Pour partager des informations sensibles, des photos de famille, etc., au lieu d'utiliser Google Drive, que Google peut utiliser pour entraîner ses systèmes d'IA, les utilisateurs peuvent se tourner vers un stockage cloud chiffré. Proton Drive sécurise automatiquement les fichiers des utilisateurs avec un chiffrement de bout en bout, ce qui signifie que personne ne peut y accéder, pas même Proton. Et au lieu de Google Docs, les utilisateurs peuvent utiliser Proton Docs, un éditeur de documents open source et chiffré de bout en bout.

Proton Mail, les VPN, les messageries sécurisée commencent à se faire connaître. Apple ou WhatsApp ne sont pas parfaits mais communiquent de plus en plus sur la vie privée. L'authentification à deux facteurs est implémentée quasiment partout. La mode est aux passkeys. Pensez-vous qu'il y ait une prise de conscience générale sur l'importance de la vie privée ? Ou est-ce que ce n'est pas encore assez ?

Bart Butler : Les grandes entreprises technologiques ont clairement vu qu’il y avait un marché pour la confidentialité. Et chacune tente de s’en emparer par le biais de publicités trompeuses. Elles vont jusqu’à essayer de changer la définition même de la confidentialité. Apple définit la confidentialité comme « personne ne peut abuser de vos données sauf nous », tandis que la définition de Google est « nous vous donnerons plus d’options sur la manière et la durée d’utilisation de vos données ».

Mais tant qu’il existe une incitation financière à monétiser les données, les efforts de ces entreprises en matière de confidentialité seront finalement compromis. Heureusement, de plus en plus d’utilisateurs comprennent comment des entreprises comme Google et Apple gagnent leur argent et cela a permis à des sociétés comme Proton d’atteindre de nouveaux sommets. Nous avons dépassé les 100 millions de comptes utilisateurs, comptons plus de 500 employés et sommes rentables, ce qui prouve que notre modèle économique, axé sur la confidentialité, fonctionne.

Le développement de Proton Calendar semble avoir pris plus de temps que prévu. Était-ce le plus gros défi pour vos équipes ?

Bart Butler : La création de Proton Calendar a en effet été l'un des produits les plus difficiles techniquement parlant. Préserver le chiffrement de bout en bout dans des conditions de partage était une fonctionnalité complexe à réaliser. C'est un outil important dans l'écosystème Proton, et qui aide les utilisateurs à se passer des services Google. La calendrier n’est généralement pas quelque chose que les utilisateurs pensent à protéger. Ces derniers recèlent pourtant quantités d’informations sensibles sur vos déplacements, les personnes que vous rencontrez, etc. Autant d’informations qui peuvent être collectées et exploitées à mauvais escient.

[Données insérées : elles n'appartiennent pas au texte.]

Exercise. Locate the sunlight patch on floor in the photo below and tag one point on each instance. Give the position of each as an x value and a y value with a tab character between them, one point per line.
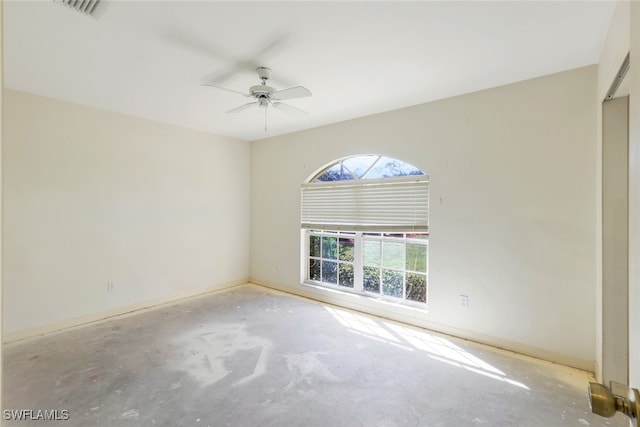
438	348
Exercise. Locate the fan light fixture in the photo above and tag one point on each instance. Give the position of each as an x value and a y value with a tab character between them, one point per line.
266	96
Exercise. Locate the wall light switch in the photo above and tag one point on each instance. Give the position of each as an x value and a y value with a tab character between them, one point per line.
464	301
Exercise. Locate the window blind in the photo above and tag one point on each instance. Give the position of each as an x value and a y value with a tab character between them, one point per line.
367	205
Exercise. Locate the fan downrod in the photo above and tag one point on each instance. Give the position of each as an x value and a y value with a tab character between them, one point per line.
264	73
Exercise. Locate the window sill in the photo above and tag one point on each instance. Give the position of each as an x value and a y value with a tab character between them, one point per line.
366	298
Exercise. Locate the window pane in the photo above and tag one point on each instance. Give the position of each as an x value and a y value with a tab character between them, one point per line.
360	164
314	246
314	269
330	247
398	235
346	250
393	255
417	287
392	283
421	236
371	280
417	257
345	275
330	272
372	253
387	167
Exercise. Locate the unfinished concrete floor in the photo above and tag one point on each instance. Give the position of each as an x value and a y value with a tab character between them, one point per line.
251	357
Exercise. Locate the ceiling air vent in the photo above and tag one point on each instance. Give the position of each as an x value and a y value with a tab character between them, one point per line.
87	7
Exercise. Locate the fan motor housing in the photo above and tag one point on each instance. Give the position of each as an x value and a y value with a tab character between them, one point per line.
258	90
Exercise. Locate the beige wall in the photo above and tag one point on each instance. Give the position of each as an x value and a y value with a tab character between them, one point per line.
93	197
512	215
615	49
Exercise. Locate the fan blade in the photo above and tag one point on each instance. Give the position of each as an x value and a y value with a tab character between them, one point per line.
292	92
228	90
242	107
289	109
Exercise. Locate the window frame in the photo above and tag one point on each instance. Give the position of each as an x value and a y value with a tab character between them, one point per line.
360	237
366	206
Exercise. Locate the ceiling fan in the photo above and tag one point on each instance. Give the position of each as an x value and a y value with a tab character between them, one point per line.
266	96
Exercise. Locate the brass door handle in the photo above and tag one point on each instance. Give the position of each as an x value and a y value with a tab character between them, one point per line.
605	403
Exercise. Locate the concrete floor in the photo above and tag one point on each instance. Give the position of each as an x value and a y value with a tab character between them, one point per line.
251	357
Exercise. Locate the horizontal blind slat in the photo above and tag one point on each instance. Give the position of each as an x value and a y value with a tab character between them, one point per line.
391	204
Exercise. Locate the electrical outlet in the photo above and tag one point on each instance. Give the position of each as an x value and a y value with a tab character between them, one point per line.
464	301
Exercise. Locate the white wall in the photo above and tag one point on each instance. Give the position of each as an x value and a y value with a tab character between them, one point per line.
634	200
93	196
512	213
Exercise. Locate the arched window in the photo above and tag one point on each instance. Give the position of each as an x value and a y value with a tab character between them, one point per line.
365	222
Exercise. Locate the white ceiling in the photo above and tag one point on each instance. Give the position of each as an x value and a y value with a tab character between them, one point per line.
149	58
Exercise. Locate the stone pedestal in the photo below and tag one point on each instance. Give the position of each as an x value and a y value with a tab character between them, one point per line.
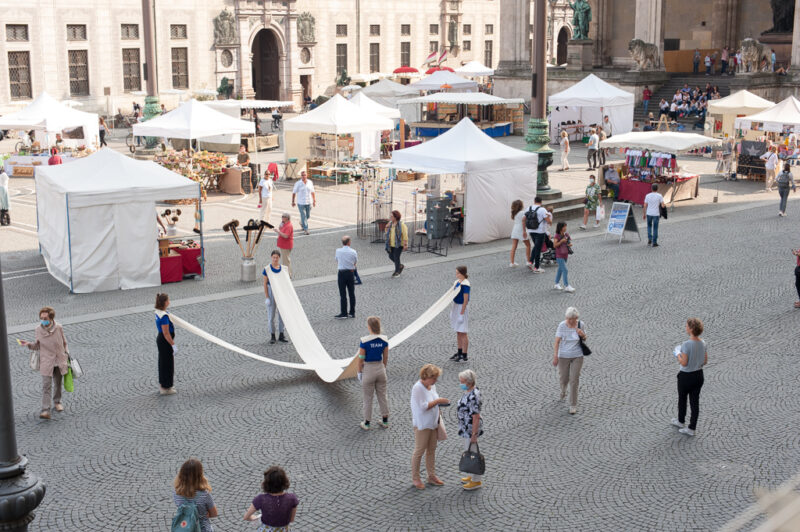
579	54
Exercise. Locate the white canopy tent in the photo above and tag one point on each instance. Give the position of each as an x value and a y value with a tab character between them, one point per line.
494	176
589	100
48	115
475	69
435	81
97	220
776	118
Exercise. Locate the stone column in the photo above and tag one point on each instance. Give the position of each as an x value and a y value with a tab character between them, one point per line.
515	53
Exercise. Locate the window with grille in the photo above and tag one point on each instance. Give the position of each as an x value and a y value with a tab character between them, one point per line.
130	32
180	68
19	75
78	72
487	53
405	54
76	32
131	70
374	57
178	31
341	58
16	32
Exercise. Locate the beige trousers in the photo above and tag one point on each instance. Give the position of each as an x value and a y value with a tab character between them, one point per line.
424	443
374	381
569	372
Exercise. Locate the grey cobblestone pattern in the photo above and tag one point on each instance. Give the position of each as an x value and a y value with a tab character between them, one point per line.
110	459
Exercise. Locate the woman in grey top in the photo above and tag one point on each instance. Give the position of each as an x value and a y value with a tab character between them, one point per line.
692	356
568	356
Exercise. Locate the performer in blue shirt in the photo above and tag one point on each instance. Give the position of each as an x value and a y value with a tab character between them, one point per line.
373	354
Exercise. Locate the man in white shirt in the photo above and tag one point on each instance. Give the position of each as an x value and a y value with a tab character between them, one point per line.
346	259
303	191
539	233
265	187
594	142
652	213
771	163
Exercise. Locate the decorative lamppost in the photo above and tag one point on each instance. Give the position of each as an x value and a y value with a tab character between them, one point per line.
538	135
20	491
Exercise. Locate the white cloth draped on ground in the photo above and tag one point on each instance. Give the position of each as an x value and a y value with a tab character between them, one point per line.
306	343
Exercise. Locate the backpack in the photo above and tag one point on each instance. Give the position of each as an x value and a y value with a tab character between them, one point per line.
531	218
186	518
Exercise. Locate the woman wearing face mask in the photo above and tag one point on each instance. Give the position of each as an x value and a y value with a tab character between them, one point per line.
470	423
52	347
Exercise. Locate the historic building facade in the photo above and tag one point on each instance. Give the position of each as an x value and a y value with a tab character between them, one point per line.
92	51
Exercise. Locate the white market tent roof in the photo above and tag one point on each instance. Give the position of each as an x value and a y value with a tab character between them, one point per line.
192	120
592	91
661	141
785	113
740	103
469	98
50	115
435	81
97	220
464	148
338	116
475	68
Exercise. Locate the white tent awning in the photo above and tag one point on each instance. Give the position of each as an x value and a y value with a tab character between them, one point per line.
192	120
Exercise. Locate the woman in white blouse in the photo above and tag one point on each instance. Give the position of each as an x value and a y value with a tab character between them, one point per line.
425	417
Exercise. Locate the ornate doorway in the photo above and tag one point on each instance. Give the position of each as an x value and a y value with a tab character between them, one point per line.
561	47
266	55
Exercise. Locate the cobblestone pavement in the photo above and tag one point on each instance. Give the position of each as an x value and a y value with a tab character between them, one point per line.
109	460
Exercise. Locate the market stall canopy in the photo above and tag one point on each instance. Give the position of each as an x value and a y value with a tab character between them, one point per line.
785	113
193	120
52	116
468	98
475	68
661	141
337	116
443	77
371	106
740	103
97	220
464	148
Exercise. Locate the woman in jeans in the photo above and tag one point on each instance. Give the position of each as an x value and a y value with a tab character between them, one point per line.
562	245
425	418
53	358
568	356
396	241
692	357
470	423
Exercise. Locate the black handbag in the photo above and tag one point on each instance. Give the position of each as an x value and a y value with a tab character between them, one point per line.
472	461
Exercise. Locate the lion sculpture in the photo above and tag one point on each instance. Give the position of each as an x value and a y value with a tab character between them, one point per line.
753	53
645	54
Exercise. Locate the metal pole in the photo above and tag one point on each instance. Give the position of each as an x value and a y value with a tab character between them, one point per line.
20	491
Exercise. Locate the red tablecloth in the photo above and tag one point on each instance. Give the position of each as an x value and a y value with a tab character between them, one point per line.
171	269
190	258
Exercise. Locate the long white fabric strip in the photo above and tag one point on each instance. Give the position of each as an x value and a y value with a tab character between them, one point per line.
305	340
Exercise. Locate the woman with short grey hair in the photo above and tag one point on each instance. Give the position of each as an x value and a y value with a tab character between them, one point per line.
470	422
568	355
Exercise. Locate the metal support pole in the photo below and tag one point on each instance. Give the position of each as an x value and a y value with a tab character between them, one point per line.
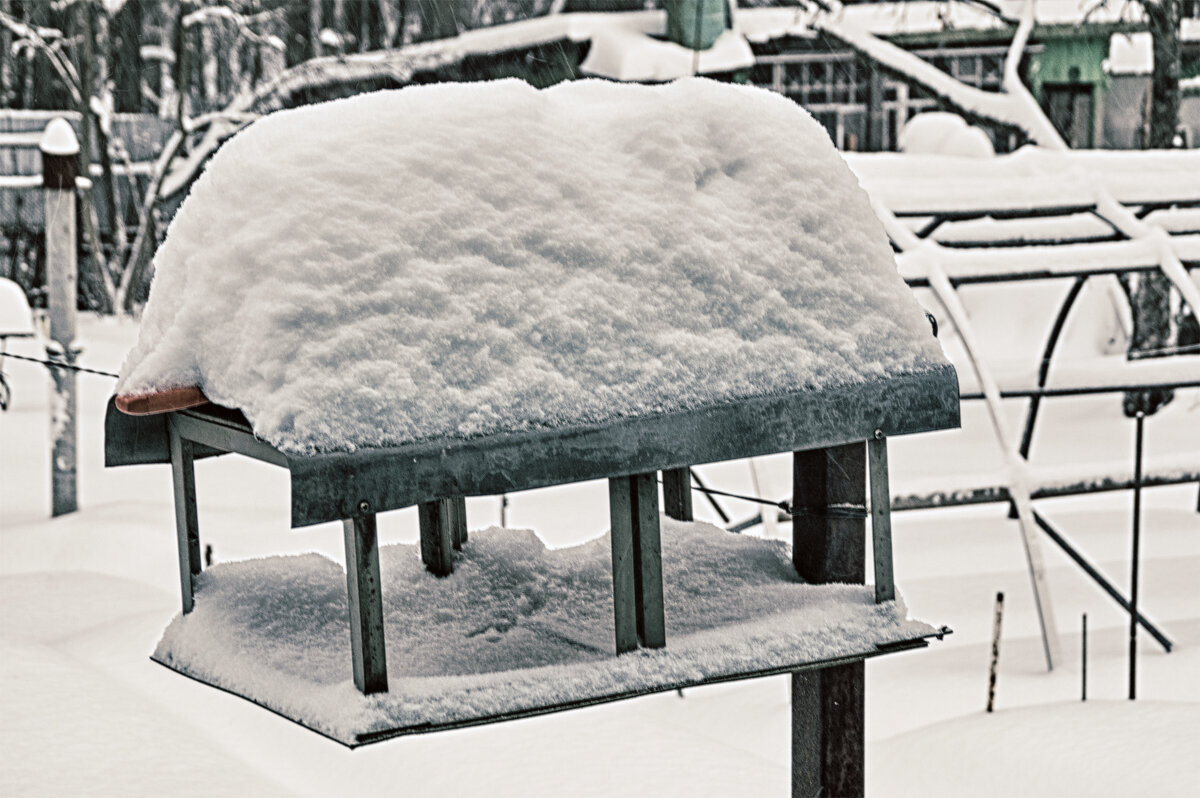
187	531
829	545
639	616
60	151
1140	423
881	519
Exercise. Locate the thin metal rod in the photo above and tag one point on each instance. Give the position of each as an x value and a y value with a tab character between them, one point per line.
1083	391
1140	423
1164	641
1084	669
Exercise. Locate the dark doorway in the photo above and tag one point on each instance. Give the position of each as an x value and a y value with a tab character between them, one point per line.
1069	108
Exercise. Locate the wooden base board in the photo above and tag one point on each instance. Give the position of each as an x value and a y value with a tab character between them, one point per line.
378	736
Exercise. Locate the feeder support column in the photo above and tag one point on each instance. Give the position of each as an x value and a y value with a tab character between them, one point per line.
829	545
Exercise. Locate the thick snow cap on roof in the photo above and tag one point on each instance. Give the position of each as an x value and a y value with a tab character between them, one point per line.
465	259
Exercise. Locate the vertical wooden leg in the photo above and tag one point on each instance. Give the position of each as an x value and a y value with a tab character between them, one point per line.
829	545
437	547
881	519
186	525
624	601
648	562
366	605
457	521
677	493
636	563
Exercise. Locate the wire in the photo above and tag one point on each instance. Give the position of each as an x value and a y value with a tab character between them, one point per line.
55	364
712	491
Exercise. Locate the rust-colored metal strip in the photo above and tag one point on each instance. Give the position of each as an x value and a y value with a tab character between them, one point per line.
175	399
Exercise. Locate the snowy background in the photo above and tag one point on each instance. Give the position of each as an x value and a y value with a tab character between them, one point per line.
85	600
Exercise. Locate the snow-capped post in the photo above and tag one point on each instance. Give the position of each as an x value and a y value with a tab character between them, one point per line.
677	493
995	649
60	151
1140	421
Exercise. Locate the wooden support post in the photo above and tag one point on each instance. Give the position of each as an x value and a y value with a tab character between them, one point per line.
60	151
187	529
677	493
829	514
636	563
366	604
829	545
881	519
437	547
457	510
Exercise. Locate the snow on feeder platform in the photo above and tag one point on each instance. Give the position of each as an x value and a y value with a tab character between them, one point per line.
409	298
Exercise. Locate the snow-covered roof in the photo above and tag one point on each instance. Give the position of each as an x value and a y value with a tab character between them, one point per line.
629	54
466	259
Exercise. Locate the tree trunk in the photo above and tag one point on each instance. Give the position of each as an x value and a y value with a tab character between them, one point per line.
315	28
95	282
1163	19
1152	291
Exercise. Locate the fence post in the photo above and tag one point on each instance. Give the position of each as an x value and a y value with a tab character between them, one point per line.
60	151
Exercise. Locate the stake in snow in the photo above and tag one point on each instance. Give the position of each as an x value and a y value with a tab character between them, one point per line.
414	297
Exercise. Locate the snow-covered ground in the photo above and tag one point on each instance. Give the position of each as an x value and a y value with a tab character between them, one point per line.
85	598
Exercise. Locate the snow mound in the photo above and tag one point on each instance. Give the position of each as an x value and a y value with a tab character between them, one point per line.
943	133
515	627
467	259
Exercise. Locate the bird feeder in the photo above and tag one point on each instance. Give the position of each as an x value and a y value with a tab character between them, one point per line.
631	285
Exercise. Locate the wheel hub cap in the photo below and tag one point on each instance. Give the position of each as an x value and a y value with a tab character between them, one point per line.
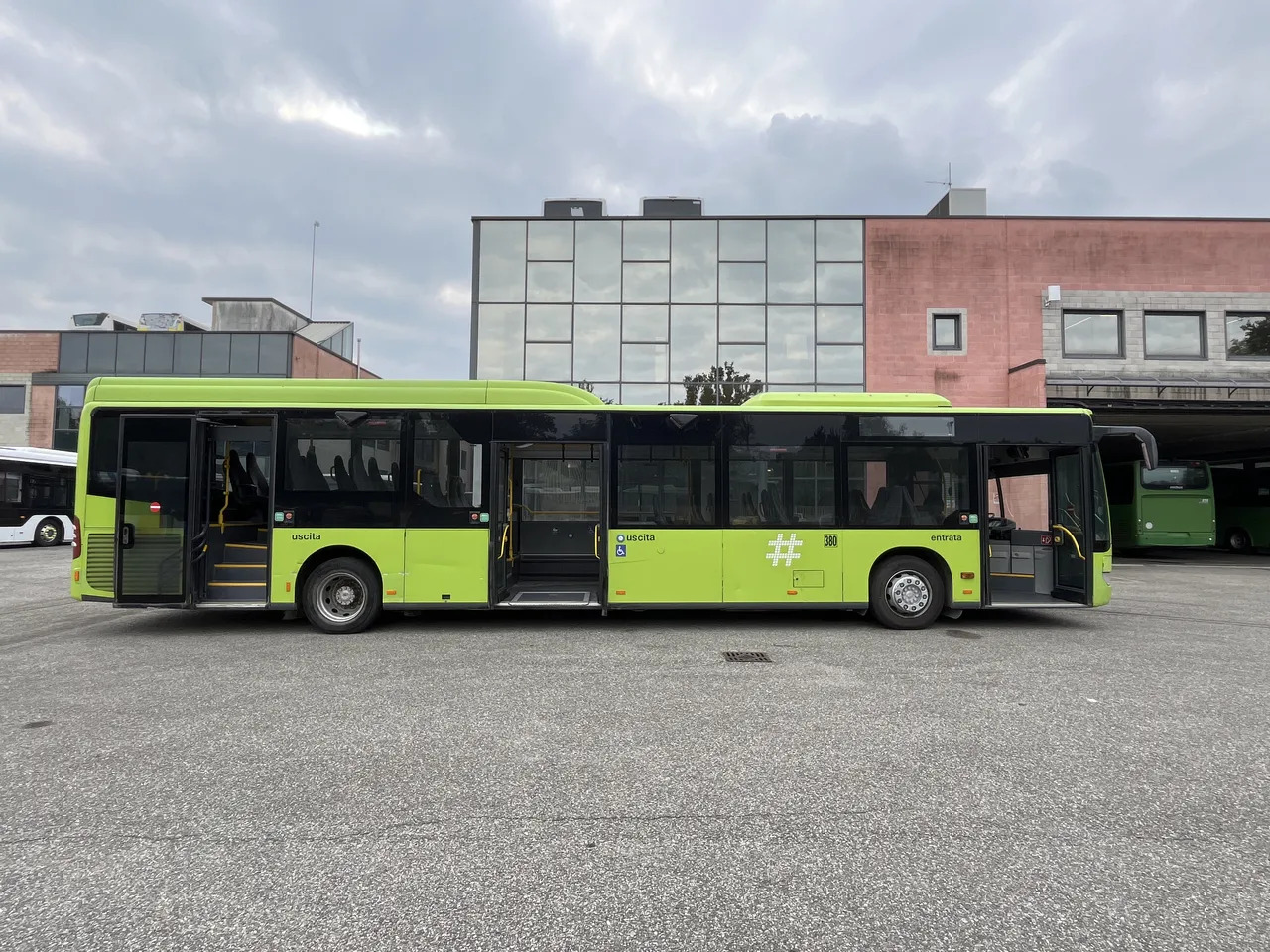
908	593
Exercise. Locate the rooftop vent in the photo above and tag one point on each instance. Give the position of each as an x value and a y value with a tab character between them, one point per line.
961	203
572	208
670	207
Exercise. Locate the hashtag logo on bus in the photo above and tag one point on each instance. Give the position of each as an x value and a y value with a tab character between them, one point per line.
784	548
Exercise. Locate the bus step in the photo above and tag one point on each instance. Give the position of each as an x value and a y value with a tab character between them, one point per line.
236	592
246	552
239	571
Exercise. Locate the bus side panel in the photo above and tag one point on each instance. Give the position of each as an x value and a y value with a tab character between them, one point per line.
783	566
447	566
959	548
1101	583
666	566
291	547
95	565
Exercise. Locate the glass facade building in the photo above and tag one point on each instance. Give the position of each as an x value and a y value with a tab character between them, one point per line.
631	306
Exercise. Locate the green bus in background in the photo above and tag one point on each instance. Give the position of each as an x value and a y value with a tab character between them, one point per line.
347	498
1242	494
1170	504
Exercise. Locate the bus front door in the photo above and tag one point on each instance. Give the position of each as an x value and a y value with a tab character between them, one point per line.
502	571
153	511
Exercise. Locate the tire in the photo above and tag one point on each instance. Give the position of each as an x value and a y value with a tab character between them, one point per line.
906	593
1238	540
330	584
49	534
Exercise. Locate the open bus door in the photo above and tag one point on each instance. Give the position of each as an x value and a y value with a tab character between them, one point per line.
157	508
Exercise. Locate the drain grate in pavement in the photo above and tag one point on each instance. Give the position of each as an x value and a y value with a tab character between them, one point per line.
760	656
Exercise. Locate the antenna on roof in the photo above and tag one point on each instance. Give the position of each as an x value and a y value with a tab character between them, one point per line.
948	182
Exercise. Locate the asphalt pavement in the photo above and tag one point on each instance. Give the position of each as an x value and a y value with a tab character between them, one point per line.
1074	779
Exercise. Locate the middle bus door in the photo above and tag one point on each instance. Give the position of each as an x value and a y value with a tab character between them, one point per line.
1071	508
502	537
154	529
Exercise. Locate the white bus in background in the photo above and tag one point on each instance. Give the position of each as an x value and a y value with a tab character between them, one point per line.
37	497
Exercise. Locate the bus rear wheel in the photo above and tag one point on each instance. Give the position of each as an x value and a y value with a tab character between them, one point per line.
906	593
341	595
49	534
1238	540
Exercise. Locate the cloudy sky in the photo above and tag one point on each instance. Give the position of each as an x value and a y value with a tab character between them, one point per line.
158	151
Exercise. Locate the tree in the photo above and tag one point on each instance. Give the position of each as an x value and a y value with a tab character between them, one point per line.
1256	338
590	389
720	385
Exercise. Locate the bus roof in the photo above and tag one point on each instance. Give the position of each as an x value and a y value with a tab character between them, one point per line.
36	454
534	395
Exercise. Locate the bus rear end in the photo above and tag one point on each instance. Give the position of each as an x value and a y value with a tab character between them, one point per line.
1175	506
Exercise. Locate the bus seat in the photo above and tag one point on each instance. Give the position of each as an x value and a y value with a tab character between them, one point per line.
771	509
240	485
317	477
358	474
341	479
883	511
253	470
857	508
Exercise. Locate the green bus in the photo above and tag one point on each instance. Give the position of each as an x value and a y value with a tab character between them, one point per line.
1242	494
1167	506
340	499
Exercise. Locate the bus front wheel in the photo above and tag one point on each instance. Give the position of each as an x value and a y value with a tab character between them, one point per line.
341	595
906	593
49	534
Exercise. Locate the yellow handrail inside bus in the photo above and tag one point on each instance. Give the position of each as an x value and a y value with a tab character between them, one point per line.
226	506
1066	531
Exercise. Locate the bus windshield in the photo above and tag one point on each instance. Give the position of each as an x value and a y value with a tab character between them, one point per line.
1188	475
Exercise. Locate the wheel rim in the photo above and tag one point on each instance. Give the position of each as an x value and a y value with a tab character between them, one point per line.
341	598
908	593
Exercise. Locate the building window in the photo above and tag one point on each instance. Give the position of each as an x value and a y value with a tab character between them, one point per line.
67	407
1247	334
1092	334
13	399
1174	335
947	331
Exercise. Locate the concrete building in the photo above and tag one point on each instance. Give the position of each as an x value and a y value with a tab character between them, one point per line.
44	372
1162	321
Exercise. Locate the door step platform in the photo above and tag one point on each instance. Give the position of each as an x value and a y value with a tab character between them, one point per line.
553	599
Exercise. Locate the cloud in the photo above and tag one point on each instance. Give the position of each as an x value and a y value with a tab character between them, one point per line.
158	153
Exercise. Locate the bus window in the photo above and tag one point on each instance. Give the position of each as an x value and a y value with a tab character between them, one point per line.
1188	475
329	453
907	485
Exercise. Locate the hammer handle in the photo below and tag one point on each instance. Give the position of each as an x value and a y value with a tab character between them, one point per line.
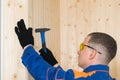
43	39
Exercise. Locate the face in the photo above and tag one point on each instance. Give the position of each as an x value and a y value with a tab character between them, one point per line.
83	55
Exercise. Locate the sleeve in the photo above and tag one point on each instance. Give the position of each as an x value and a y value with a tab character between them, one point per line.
41	70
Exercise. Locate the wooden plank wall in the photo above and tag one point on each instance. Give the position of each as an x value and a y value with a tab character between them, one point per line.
70	21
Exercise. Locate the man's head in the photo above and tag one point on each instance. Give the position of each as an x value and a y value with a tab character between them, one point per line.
97	48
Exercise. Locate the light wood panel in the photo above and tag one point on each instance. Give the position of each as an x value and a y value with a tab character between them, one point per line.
69	20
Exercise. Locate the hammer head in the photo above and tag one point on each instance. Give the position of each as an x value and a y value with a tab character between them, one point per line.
41	29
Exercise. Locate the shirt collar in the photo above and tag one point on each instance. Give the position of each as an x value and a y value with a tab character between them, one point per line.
98	67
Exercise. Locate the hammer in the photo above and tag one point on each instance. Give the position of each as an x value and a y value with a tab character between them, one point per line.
42	33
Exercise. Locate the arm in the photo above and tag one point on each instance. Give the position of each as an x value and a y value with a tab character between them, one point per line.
40	69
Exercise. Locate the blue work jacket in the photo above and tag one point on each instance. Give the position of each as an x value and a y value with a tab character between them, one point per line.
41	70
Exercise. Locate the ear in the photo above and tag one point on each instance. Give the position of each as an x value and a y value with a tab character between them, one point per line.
92	54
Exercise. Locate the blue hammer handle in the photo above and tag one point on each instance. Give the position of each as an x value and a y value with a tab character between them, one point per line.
42	33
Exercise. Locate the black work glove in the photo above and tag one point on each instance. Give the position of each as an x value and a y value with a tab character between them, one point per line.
24	35
48	56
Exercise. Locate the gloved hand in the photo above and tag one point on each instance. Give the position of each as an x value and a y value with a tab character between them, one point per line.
24	35
48	56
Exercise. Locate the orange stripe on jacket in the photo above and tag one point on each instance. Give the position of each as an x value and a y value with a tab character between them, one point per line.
78	74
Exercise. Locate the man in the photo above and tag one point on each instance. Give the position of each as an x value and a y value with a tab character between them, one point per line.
95	53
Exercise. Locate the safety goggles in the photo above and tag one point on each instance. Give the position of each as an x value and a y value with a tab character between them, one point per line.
82	46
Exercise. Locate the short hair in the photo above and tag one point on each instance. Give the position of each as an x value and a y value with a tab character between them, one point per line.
106	41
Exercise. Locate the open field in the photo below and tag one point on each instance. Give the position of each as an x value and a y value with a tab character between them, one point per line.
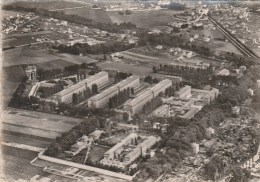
31	55
36	125
8	138
19	168
140	18
49	5
55	64
93	176
8	13
25	55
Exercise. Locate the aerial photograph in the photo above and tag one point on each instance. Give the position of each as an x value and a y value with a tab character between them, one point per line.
130	90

Au sujet des utilisateurs et de leur vie privée, d'ici à 2030, êtes-vous plutôt positif ou négatif ?

Bart Butler : Les changements sociétaux et l’évolution des comportements des consommateurs prennent du temps. Le changement climatique était autrefois une préoccupation de niche et les déclarations selon lesquelles l’automobile serait électrique à l’avenir étaient considérées comme prématurées, c’est le moins qu’on puisse dire. Mais dix ans plus tard, la situation est totalement différente. Il faudra du temps pour que la confidentialité devienne une norme, mais le changement est déjà en cours et nous devons nous concentrer sur l’expérience utilisateur, pour faire avancer ce processus et aider davantage de personnes à rejoindre le mouvement. Nous y travaillons en développant notre écosystème et en améliorant constamment nos produits individuels pour offrir les fonctionnalités et la facilité d’utilisation que les utilisateurs attendent.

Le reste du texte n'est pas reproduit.